February 22, 2009

But what does this have to do with design? Part 2

(My apologizes for this delayed response to Julka's fantastic post dated 2/2/2009. I was on holiday and then I caught a cold. )

Interpretivists and positivists
I think Julka and I fundamentally agree that our work falls into the interpretivist camp although I suspect we came to this realization through different paths. (Certainly her path involved more of an academic underpinning.) I came to design first through practice. It was only later, in graduate school, that I undertook a discussion about the possible theoretical frameworks that might inform my approach to design and research. Even then I undertook them with a knowledgeable guide who had climbed the mountain many times before and laid the map of options out in front of me, so my ability to speak the language is still pretty stunted. Still, for me, discovering about and understanding the world is fundamentally about narrative and stories; breaking them apart and putting them back together. Like Julka said, people are really really complex which is what makes them so interesting.

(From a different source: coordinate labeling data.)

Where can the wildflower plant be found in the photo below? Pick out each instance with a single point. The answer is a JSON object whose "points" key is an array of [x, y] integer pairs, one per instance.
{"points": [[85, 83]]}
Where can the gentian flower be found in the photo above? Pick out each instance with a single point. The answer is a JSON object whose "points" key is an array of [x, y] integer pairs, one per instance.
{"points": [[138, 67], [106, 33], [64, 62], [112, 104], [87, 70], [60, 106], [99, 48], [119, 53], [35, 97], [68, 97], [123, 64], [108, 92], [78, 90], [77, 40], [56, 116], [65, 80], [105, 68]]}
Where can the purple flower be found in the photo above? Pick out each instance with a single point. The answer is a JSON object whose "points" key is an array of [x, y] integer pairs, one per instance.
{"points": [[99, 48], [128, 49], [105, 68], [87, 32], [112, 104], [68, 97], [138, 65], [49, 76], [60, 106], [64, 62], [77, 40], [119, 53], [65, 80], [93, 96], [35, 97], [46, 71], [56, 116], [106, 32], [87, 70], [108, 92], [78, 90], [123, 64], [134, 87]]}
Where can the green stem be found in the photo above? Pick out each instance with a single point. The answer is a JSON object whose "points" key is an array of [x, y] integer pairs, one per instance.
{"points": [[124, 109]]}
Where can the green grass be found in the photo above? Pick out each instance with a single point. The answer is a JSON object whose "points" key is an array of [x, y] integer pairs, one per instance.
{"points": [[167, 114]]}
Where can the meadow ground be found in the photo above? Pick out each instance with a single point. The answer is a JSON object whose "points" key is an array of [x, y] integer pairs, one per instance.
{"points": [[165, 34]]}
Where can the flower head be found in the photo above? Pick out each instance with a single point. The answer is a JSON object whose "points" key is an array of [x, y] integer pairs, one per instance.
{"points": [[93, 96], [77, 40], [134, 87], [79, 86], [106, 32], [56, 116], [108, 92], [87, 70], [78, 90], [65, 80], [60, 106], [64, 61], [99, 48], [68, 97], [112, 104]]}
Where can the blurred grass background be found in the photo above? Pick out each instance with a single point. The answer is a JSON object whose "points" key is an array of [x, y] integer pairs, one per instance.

As a person who spends her days at an institution with a positivist bent, I think there is an interesting conversation to continue here about how different research types co-exist and work together, but I will drop it for now in favor of Julka's other question.

What can a design collective contribute?
I am going to suggest two things that design (and by extension a collective) may have to offer.

1) Making. Designers bring to the table the skills and an inclination towards moving beyond understanding to the act of creation. This can be applied at the information gathering or information sharing stages.

2) Sense-making. Julka makes a great point that there is a vast amount of research addressing in this case money and the human condition from multiple disciplines. What seems to be missing, what a design collective may be able to offer, is a method for pulling that information together and making sense of the amassed information. In this view, design research serves less as a formal research discipline and more as a supplemental strategy for understanding the topic and helping to form frameworks into which other research is synthesized.